Diantara bantuan yang diterimanya, Senin (8/12) malam, Dasrul dan keluarga besarnya mempacking ulang bantuan yang diterima. Walau harus “menghidupi” 48 jiwa dalam sebuah keluarga besar, mereka tak mau menikmati sendiri. Banyak warga yang juga membutuhkan, sehingga bantuan yang diterimanya juga didistribusikan kepada keluarga lain.
“Awalnya kami tak tahu, dari mana dananya, tetapi tekad kami sudah bulat. Kita mulai dulu,” kata Dasrul, Selasa (9/12) pagi.

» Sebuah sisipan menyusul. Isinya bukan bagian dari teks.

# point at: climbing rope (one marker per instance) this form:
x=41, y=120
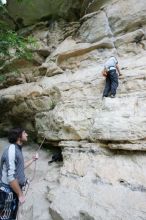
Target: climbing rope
x=29, y=181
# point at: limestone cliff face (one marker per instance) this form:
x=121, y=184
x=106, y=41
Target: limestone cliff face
x=59, y=96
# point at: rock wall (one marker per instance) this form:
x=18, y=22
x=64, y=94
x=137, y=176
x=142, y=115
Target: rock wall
x=59, y=96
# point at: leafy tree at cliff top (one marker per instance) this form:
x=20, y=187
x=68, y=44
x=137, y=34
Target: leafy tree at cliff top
x=12, y=44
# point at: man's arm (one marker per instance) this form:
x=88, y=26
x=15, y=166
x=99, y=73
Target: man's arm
x=29, y=162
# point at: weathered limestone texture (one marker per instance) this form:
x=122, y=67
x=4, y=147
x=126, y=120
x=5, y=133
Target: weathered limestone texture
x=58, y=95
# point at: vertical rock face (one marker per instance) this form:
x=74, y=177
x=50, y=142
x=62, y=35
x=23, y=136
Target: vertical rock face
x=59, y=96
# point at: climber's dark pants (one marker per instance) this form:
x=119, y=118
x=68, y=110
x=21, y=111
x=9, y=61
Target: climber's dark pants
x=111, y=83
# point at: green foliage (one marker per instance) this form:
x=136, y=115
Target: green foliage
x=11, y=43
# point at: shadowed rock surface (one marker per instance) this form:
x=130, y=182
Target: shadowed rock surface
x=58, y=95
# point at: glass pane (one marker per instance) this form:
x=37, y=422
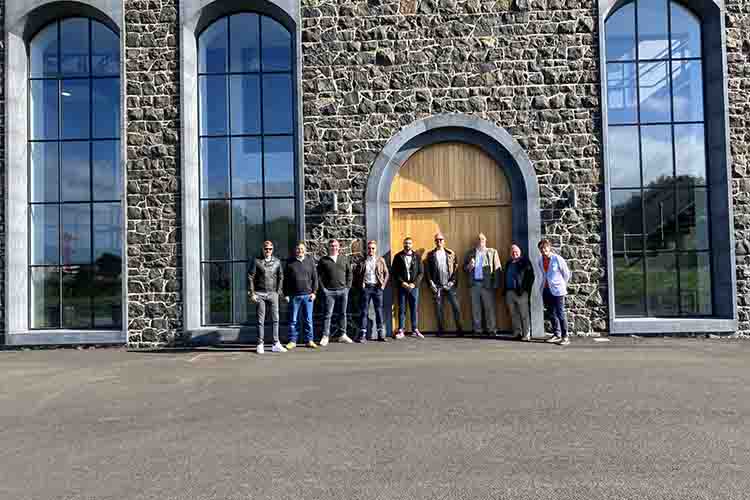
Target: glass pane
x=629, y=285
x=106, y=93
x=212, y=48
x=687, y=88
x=44, y=171
x=214, y=168
x=277, y=46
x=75, y=171
x=695, y=284
x=44, y=109
x=245, y=44
x=247, y=228
x=108, y=296
x=621, y=94
x=105, y=50
x=653, y=31
x=620, y=30
x=662, y=285
x=74, y=47
x=107, y=234
x=659, y=205
x=106, y=170
x=241, y=302
x=656, y=105
x=245, y=99
x=45, y=240
x=247, y=179
x=686, y=32
x=217, y=289
x=76, y=234
x=213, y=105
x=656, y=144
x=75, y=101
x=279, y=166
x=690, y=153
x=281, y=226
x=624, y=167
x=45, y=297
x=78, y=288
x=215, y=232
x=277, y=104
x=44, y=53
x=692, y=218
x=627, y=222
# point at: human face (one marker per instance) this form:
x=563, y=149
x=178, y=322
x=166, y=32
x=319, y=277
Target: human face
x=515, y=252
x=333, y=248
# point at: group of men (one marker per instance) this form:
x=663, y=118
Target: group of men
x=300, y=281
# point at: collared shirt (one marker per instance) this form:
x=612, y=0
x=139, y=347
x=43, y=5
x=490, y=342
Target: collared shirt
x=370, y=276
x=478, y=262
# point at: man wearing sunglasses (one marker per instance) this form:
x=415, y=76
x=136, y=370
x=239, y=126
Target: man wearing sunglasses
x=265, y=283
x=441, y=272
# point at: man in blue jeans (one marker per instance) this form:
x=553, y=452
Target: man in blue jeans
x=554, y=289
x=300, y=284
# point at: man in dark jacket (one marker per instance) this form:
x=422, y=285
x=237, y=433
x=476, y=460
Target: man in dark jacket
x=407, y=276
x=519, y=280
x=265, y=284
x=300, y=285
x=335, y=274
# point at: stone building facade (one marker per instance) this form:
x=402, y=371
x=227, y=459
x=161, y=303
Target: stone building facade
x=365, y=72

Mereka memulai dari menebang pohon pinang untuk “pondasi” dan tiang, lalu material rumah mereka yang masih bisa dipakai, dikumpulkan. Belakangan ada-ada saja bantuan yang datang. Mereka mendirikan dua bangunan memanjang. Posisinya leter L. Satu bangunan memiliki enam kamar, di depannya ruangan lepas. Bangunan lainnya lima kamar. Konstruksinya sama.
Rabu (10/12) pagi, sebuah panggilan muncul di selular saya. Orang yang menghubungi sangat saya kenal, tapi sudah lama tidak jumpa dan tak berkomunikasi. Ketika saya menerima panggilannya, Ia langsung bertanya.
“Saya dapat kabar, kemarin Abie ke Batu Busuak, tempat Dasrul, ya?” tanyanya.
Saya mengiyakan.
Ia kemudian menanyakan, saya mengendari apa dan melalui jalan mana. Saya menjawab apa adanya.
“Sama mobil, melintasi jalan beton yang ada,”
“Melintasi depan SMPN 44 Padang?” tanyanya.
“Memangnya ada apa?” saya balik bertanya.
Ia menyebutkan, jalan di depan sekolah tersebut memang jalan kampung berbeton. Di kirinya aliran sungai Batu Busuak berair keruh. Jalan yang terlihat biasa tersebut memiliki ancaman bencana. Di bawah lapisan beton, tanahnya alahbaloong (cukam, atau berlobang di bagian dalam) karena digerus air terus menerus.